Further studies are required to investigate whether the demonstrated positive effect of therapeutical yoga on the cardiac vagal modulation can be transferred to cardiac patients and introduced into cardiac rehabilitation programs.
The study cohort (regular yoga practitioners) warrants drawing conclusions about long lasting effects of yoga on HRV parameters. However, the 24 hour circadian rhythm of the yoga practitioners e.g. for SDNNi and rMSSD was higher than in the control group, yet the study population was too small to show a significant difference.
Additional studies are required to investigate long term effects of yoga training on cardiac autonomic nervous modulation.

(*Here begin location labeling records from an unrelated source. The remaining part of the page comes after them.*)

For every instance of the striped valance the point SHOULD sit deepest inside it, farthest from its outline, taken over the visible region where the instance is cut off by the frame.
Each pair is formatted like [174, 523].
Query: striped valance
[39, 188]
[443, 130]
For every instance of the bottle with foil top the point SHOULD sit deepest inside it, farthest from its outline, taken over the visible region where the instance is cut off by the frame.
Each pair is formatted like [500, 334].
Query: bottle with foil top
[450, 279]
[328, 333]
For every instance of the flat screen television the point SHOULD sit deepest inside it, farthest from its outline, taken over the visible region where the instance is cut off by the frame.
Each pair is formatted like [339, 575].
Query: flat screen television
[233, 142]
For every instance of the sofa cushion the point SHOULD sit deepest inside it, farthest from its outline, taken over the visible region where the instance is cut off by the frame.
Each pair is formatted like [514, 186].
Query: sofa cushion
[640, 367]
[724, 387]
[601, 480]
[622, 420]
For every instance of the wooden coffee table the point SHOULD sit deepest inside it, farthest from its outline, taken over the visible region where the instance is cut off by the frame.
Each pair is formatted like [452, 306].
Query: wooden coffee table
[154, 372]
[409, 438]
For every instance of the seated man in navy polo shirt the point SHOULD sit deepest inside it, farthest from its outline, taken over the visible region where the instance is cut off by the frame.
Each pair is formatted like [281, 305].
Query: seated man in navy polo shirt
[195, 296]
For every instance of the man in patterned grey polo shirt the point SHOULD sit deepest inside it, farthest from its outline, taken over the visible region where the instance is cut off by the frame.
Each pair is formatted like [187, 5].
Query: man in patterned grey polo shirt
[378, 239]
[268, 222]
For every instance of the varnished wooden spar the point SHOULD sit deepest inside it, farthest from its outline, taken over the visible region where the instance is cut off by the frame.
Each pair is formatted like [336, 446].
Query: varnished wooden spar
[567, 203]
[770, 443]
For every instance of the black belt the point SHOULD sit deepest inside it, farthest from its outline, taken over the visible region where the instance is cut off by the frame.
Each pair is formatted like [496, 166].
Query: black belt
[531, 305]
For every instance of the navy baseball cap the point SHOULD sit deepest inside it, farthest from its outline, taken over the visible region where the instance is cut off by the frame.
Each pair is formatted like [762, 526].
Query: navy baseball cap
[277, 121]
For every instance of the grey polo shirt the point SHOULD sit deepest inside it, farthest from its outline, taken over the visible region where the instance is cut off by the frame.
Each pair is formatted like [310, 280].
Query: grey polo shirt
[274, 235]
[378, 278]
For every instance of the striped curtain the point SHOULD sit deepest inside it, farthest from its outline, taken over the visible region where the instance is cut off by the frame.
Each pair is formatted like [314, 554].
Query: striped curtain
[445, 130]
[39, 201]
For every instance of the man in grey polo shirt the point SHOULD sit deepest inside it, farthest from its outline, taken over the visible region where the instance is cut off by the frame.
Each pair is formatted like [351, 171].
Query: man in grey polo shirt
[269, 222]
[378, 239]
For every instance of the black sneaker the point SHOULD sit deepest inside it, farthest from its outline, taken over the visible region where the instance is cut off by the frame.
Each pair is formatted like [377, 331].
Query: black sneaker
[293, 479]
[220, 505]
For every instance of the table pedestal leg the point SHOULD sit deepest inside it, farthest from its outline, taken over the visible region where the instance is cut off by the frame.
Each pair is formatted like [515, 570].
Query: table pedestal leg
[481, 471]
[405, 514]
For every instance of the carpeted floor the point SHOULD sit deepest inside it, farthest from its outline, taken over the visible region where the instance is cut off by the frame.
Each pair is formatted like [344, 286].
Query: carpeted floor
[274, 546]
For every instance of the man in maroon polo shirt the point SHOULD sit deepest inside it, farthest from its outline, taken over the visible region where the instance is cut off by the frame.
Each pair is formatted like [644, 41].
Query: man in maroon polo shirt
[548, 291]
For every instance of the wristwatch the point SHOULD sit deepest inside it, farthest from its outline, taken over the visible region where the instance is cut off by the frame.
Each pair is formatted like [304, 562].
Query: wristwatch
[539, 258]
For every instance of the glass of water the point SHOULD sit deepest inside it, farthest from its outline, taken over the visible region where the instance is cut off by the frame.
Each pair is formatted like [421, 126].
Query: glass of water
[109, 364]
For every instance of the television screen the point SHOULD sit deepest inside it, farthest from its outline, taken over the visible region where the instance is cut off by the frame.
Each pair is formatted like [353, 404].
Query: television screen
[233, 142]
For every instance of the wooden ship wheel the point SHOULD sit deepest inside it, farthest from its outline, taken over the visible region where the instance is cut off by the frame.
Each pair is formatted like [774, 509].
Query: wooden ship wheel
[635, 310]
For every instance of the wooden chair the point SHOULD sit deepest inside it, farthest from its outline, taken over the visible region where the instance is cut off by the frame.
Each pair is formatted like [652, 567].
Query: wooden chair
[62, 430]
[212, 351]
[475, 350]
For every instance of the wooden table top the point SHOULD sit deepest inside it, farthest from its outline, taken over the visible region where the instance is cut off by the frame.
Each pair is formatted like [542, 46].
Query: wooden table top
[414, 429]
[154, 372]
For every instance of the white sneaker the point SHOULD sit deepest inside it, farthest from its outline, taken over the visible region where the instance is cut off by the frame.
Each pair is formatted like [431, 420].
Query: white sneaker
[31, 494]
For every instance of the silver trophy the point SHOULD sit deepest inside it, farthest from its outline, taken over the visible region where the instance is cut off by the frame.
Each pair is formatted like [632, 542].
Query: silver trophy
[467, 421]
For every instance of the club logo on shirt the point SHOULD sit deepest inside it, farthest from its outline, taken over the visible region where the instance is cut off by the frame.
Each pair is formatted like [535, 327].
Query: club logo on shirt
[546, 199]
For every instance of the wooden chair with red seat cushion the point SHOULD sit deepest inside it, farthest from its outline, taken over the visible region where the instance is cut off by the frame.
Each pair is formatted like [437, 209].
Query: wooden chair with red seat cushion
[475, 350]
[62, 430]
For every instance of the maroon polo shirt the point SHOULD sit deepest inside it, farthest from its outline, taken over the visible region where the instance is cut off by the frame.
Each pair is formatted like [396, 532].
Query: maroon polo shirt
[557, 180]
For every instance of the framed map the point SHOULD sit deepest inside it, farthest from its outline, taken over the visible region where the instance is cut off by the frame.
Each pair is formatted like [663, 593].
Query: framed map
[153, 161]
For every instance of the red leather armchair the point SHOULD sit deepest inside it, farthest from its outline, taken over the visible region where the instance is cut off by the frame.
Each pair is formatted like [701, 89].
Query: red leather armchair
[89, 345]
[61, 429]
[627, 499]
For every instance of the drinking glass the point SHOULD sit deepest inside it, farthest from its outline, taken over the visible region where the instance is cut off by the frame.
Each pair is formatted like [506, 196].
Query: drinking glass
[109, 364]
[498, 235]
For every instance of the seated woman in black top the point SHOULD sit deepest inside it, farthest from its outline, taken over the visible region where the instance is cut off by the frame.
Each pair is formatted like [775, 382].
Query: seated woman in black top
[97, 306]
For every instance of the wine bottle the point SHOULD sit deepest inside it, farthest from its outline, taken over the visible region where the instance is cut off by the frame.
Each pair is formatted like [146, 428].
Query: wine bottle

We like to thank Mr. B.K.S. Iyengar for his guidance during this study. He tailored the sequence of asanas for this investigation and gave us a glimpse of his knowledge and experience of therapeutic yoga.
The original article has been published by the journal ecam (evidence based complementary and alternative medicine) in December 2007 (Khattab K, Khattab AA, Ortak J, Richardt G, Bonnemeier H. Iyengar yoga increases cardiac parasympathetic nervous modulation among healthy yoga practitioners. Evid Based Complement Alternat Med. 2007 Dec; 4:511-7.